Newton Centre, Wellesley Hills bank branches to close 

Once Eastern Bank’s pending acquisition of Cambridge Trust is completed early next year, Eastern plans on closing 11 branches across the region, including the Cambridge Trust branch in Newton Centre (which many of us recall fondly was a former Peets) and the Eastern Bank branch in Wellesley Hills (which had previously been a Century Bank).

Employees at all locations will be offered jobs elsewhere in the company, writes Jon Chesto at the Globe.

Needham watchmaker passes 

Needham has lost a beloved member of its business community: Bert Wikstrom, owner of Three Crown Jewelry, a Needham Center institution.

Wikstrom, 84, ran the unique clock store for 32 years with his wife Sandy, working seven days a week repairing watches and clocks, becoming the go-to place for help with any time piece or family heirloom. 

Additional details about the wonderful Swedish watchmaker can be found here.

News regarding the future of Three Crown Jewelry will be announced soon.

Women-owned businesses face SBA loan gap 

The Small Business Administration has acknowledged that one of its main lending programs has a women problem.

Women-owned businesses accounted for about 38% of American businesses, but were approved for about 32.6% of SBA 7(a) loans in fiscal year 2023. The share of loans approved for businesses majority-owned by women stood at just 11.4%

And when women-owned businesses do get loans, they are typically smaller than those obtained by male business owners, writes Andy Medici at the BBJ.

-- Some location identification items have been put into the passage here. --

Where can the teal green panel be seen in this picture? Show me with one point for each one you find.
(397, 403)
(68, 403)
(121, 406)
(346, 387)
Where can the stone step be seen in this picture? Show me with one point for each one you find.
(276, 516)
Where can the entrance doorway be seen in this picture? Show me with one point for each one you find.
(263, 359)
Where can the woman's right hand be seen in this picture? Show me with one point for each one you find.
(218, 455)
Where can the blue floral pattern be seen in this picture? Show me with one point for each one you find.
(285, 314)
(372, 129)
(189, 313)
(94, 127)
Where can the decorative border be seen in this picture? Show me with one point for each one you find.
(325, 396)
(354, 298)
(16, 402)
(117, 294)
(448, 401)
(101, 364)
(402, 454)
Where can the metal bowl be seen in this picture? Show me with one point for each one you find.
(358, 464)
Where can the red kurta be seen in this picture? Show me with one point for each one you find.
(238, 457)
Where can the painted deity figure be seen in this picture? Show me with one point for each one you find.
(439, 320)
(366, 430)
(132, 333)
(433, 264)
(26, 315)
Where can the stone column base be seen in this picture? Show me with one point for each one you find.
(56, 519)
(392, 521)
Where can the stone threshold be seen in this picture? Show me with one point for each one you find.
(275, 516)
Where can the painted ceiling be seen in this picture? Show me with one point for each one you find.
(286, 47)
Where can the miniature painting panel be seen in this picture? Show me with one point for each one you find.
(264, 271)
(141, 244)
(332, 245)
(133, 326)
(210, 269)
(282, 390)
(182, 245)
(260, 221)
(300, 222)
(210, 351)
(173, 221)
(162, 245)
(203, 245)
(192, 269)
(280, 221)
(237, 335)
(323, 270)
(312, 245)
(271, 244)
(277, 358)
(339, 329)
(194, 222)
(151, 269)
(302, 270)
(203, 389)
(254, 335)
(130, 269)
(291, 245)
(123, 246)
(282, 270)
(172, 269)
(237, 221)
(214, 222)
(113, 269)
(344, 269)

Two very different visions for Watertown 

Finally today, thanks to the two candidates running for city council president in Watertown – incumbent Mark Sideris and his challenger Clyde Younger -- for an engaging 45-minute discussion about economic development and supporting local businesses yesterday.

In some forums, it can be hard to decipher the differences between the candidates.

I guarantee that's not the case here.

Watertown City Council President debate 

That's what you need to know for today, unless you need to know about the Brookline official who basically delivered a “get off my lawn” lecture to local high schoolers.

Have a great weekend. You'll be shopping and dining locally, right?